The blast, the first of its kind in Germany for years, sent glass and nails flying around a 50-metre (yard) radius on Wednesday afternoon in a street known as "Little Istanbul," home to many of Cologne's Turks.
"So far, we have no clear indication about the objective of this attack," the spokesman, Dieter Klinger, said, adding that "the means used and the way it was carried out" clearly showed it was meant to kill people.
Klinger said that several witnesses had been questioned but that no substantial leads had surfaced. He said that North Rhine-Westphalia state police were involved with Cologne authorities in the investigation.
Earlier remarks by police officers and press reports suggested the bombing could have been an underworld attack or a revenge strike after a dispute between rival Turkish groups.
The bomb went off in or in front of a three-storey building, with a hairdresser's shop on the ground floor bearing the brunt of the explosion. Among the 22 wounded, some of them badly, was a pregnant woman.

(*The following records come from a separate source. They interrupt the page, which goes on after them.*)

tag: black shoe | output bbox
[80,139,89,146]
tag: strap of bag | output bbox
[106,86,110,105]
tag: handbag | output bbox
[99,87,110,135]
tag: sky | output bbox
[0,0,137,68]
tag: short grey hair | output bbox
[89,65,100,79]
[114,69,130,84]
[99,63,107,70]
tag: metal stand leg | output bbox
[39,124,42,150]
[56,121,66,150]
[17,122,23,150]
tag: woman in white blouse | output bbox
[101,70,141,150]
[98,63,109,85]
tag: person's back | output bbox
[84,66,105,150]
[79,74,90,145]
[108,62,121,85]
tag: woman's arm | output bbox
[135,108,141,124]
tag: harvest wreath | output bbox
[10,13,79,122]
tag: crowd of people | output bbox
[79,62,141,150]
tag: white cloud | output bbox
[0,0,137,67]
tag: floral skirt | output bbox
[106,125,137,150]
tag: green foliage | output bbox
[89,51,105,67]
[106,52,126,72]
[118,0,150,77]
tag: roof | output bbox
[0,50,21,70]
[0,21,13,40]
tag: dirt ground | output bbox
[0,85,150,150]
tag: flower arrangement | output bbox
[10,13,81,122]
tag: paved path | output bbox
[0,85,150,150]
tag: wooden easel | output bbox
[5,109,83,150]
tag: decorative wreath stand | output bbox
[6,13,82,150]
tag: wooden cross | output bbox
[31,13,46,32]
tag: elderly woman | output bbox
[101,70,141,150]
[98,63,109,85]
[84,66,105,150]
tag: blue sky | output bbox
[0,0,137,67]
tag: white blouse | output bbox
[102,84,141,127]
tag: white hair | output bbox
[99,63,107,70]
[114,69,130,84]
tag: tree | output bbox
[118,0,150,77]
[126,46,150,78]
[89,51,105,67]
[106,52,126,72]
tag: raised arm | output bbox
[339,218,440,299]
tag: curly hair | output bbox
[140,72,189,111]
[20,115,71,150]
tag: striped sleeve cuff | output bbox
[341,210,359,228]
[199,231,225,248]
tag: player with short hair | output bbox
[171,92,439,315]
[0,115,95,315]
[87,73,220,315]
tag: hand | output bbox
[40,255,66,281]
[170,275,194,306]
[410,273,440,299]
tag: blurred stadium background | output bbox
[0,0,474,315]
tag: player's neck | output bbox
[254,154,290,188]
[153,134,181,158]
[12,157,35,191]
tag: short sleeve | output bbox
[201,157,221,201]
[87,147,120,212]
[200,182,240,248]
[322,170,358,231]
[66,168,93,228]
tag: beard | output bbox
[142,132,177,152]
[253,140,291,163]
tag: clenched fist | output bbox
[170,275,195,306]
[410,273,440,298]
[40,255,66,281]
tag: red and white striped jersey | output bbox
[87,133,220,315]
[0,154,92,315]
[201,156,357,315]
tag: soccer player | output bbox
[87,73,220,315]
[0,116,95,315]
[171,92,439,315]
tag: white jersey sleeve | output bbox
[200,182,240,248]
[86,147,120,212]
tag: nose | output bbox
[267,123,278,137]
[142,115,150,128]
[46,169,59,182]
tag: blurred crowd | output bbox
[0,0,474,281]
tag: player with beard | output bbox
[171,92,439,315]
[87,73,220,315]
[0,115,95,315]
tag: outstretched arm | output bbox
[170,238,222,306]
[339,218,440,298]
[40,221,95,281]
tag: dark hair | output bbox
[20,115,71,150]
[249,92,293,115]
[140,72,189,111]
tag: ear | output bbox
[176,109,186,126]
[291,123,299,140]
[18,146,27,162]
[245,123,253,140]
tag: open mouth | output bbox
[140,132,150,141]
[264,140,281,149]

Glass was scattered widely around the building, which housed apartments on the upper floors.
The rest of the structure was not badly damaged, but the facade of others in the area showed traces of the explosion. Sixteen had broken windows.
Another police spokesman said that the bomb was filled with nails about 10 centimetres (four inches) long, some of which were found about 50 metres away.
Investigators were examining whether the device had been planted on a bicycle that appeared to have been close to the centre of the blast site.
"It was horrible. Blood and broken glass was everywhere," one witness, Mehmet Harminci, told Der Spiegel magazine at the scene on Wednesday. "I can't believe it. People come to Keupstrasse to eat and do their shopping - from now on we should all be afraid. Nothing will be like it was anymore."
Harminci, 24, was in a nearby Turkish kebab snack bar when the blast happened. "All of a sudden, the glass in the window exploded," he said.
Another witness, Kucuk Ziya, said he saw "people rolling around on the pavement. One had an open wound 10 centimetres long," he said.
A man who had been critically wounded in the blast had stabilised by early Thursday, police said.